Segundo reportagem da Forbes España, a visita vai além da diplomacia protocolar. O movimento sinaliza uma estratégia calculada da Espanha para se posicionar como a ponte tecnológica entre a Europa e a América Latina, tendo o México como um pilar fundamental. Em um cenário global dominado pela rivalidade tecnológica entre Estados Unidos e China, a Espanha aposta nos laços culturais e linguísticos para construir um eixo de cooperação digital ibero-americano.
O eixo Madri-Cidade do México
A ambição espanhola não se baseia apenas em discursos. A cooperação já tem um projeto de alta complexidade como alicerce: o desenvolvimento da infraestrutura de supercomputação e IA Coatlicue, no México. A iniciativa é uma colaboração direta com o Barcelona Supercomputing Center (BSC), um dos principais centros de pesquisa da Europa. Este é um sinal claro de que a parceria visa a transferência de conhecimento e o desenvolvimento de infraestrutura crítica, não apenas acordos comerciais.

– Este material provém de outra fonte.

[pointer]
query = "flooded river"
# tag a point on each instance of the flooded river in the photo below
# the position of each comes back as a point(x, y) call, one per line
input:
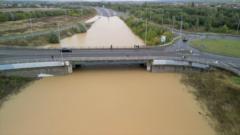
point(104, 32)
point(104, 102)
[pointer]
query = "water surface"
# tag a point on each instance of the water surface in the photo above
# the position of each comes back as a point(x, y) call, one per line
point(104, 33)
point(104, 102)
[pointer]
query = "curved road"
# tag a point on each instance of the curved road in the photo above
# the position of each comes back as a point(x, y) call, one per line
point(178, 50)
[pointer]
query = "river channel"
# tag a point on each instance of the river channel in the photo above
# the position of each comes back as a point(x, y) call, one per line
point(105, 101)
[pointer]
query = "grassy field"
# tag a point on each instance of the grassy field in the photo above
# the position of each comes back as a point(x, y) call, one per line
point(40, 24)
point(220, 93)
point(11, 85)
point(218, 46)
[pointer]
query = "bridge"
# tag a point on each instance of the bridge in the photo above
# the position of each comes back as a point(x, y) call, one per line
point(32, 62)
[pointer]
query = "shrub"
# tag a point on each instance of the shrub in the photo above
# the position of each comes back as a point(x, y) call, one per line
point(53, 38)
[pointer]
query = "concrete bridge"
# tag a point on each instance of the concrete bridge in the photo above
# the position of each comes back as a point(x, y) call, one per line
point(35, 62)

A colaboração se estende ao fomento de tecnologias ‘deeptech’ e semicondutores, áreas de intensa disputa geopolítica. Ao escolher o México — uma economia robusta e vizinha ao maior mercado de tecnologia do mundo —, a Espanha faz uma aposta estratégica para ganhar relevância e criar um ecossistema com escala. A viagem também serve como preparação para o Foro Digital Iberoamericano e a Cúpula Iberoamericana, que acontecerão em Madrid, sugerindo que a parceria bilateral pode ser um modelo para uma aliança regional mais ampla.
O esforço busca criar uma via alternativa de desenvolvimento tecnológico, que valorize a soberania digital e a colaboração entre nações com afinidades históricas. Resta saber se este eixo ibero-americano conseguirá de fato se firmar como um polo relevante, capaz de competir ou ao menos coexistir de forma autônoma com os gigantes que hoje definem as regras do jogo digital.